In this blog post, we would like to introduce the concept of vector quantization, with a particular focus on binary vector quantization, explaining what it is and why it is important.
We discuss a recent contribution made by Kevin Liang (a senior software engineer) to Apache Solr, which adds support for scalar vector quantization, and which we had the opportunity to review.
Finally, we explore how this new functionality can be leveraged within Solr, highlighting its key advantages and the scenarios where it can provide tangible benefits in real-world applications.
This feature is available starting from Apache Solr 10.0.0.
If you’re interested in learning more about quantization techniques, we explored scalar quantization in a dedicated blog post.
What Vector Quantization is
Vector quantization is a data compression technique used to represent high-dimensional vectors (like embeddings) with fewer bits, reducing both disk usage and memory footprint while trying to preserve as much information as possible.
Quantization is particularly useful when dealing with memory constraints or aiming to reduce search latency, i.e. in large-scale vector search. However, since it inevitably introduces information loss, it is crucial to benchmark and evaluate the trade-offs between compression ratio, recall, and accuracy to ensure that the performance gains justify the potential degradation in quality.
There are three main families of quantization approaches: scalar, binary, and product. In this blog post, we will focus on binary quantization.
What Binary Quantization is
Binary quantization is an extreme case of scalar quantization, a compression technique that converts floating-point values into integers, but with only two levels, i.e., binary (or boolean) values. This approach is able to reduce the in-memory representation of each vector dimension from a 32-bit float down to a single bit.
A simple way to perform a binarization is to assign the value 1 to all numbers greater than zero and 0 to those that are zero or less. A more refined, yet still naive, approach to binarization involves determining a threshold (for instance, the median value) for each dimension across the dataset. Each element of a vector is then encoded as 1 if its value exceeds the threshold, or as 0 otherwise.

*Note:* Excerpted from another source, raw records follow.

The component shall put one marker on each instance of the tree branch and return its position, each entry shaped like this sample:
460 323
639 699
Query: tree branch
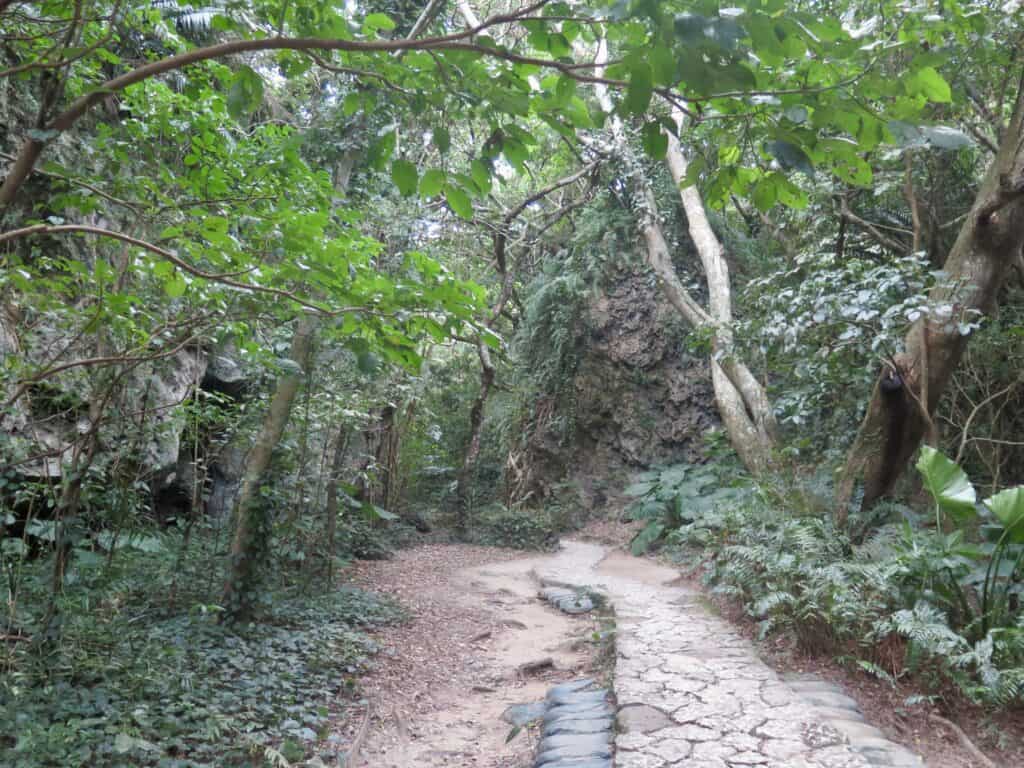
224 279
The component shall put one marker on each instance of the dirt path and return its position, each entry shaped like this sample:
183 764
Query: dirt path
444 678
691 690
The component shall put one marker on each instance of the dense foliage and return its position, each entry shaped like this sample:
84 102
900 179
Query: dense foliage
283 282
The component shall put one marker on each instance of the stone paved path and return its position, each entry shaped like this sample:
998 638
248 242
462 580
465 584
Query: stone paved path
693 693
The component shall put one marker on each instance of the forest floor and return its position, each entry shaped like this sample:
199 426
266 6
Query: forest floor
443 678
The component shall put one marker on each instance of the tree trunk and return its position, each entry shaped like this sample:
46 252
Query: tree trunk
465 474
908 390
745 409
331 507
741 400
251 519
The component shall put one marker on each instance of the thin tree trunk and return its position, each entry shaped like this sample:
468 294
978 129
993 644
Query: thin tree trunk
741 399
908 390
250 519
465 474
331 507
755 421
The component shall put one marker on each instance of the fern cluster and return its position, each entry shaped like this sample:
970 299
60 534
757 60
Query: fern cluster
901 601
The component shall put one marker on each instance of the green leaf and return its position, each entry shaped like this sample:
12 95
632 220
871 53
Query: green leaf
175 288
404 176
1008 506
431 182
481 176
442 139
246 93
791 157
765 194
663 66
947 483
376 22
929 83
655 143
459 202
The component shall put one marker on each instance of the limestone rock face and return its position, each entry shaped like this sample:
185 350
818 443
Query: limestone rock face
638 397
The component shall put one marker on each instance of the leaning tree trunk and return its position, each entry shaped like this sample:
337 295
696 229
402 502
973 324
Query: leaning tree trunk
331 507
507 274
742 402
465 474
251 523
907 392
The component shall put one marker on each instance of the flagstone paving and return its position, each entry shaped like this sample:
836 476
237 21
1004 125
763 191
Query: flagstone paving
692 692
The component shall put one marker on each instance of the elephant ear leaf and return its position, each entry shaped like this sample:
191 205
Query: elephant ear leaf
1008 506
947 483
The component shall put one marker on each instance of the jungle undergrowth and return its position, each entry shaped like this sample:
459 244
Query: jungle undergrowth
142 677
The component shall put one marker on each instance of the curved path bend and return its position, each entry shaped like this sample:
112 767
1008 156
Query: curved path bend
693 693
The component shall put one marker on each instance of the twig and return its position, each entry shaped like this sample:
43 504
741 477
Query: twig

When dealing with binary vectors, similarity is often measured using the Hamming distance, a simple and efficient way which counts the number of differing bits between two vectors.
Two vectors have a high similarity if their Hamming distance is small, meaning that most of their bits share the same value, while a larger distance indicates lower similarity.
Binary quantization facilitates faster data indexing and searching, because boolean operations are very fast and require significantly fewer CPU instructions. On the other side, this extreme compression comes at the cost of precision, which may adversely affect recall.
To mitigate part of this information loss, the paper by Gao and Long proposes the RaBitQ technique, which quantizes high-dimensional vectors into bit strings, while introducing a theoretical error bound on distance estimations that guarantees controlled degradation in accuracy.
Although the quantization algorithm is computationally more expensive, most of this cost can be handled during the offline preprocessing stage. As a result, the trade-off becomes acceptable, as RaBitQ achieve memory and storage reduction while maintaining high recall, as demonstrated by the experimental results presented in the paper.
If you’re curious to learn more about RaBitQ, I encourage you to read their blog post about Extended RaBitQ as well as the original paper.
Apache Lucene Implementation
Starting with Lucene 10.2, support for binary quantized vectors has been introduced through:
– Lucene102BinaryQuantizedVectorsFormat
– Lucene102HnswBinaryQuantizedVectorsFormat
The binary quantization implementation in Apache Lucene builds upon ideas from the
previous work on globally optimized scalar quantization in Apache Lucene itself and two papers:
- Similarity search in the blink of an eye with compressed indices by Cecilia Aguerrebere et al. – Locally-adaptive Vector Quantization (LVQ).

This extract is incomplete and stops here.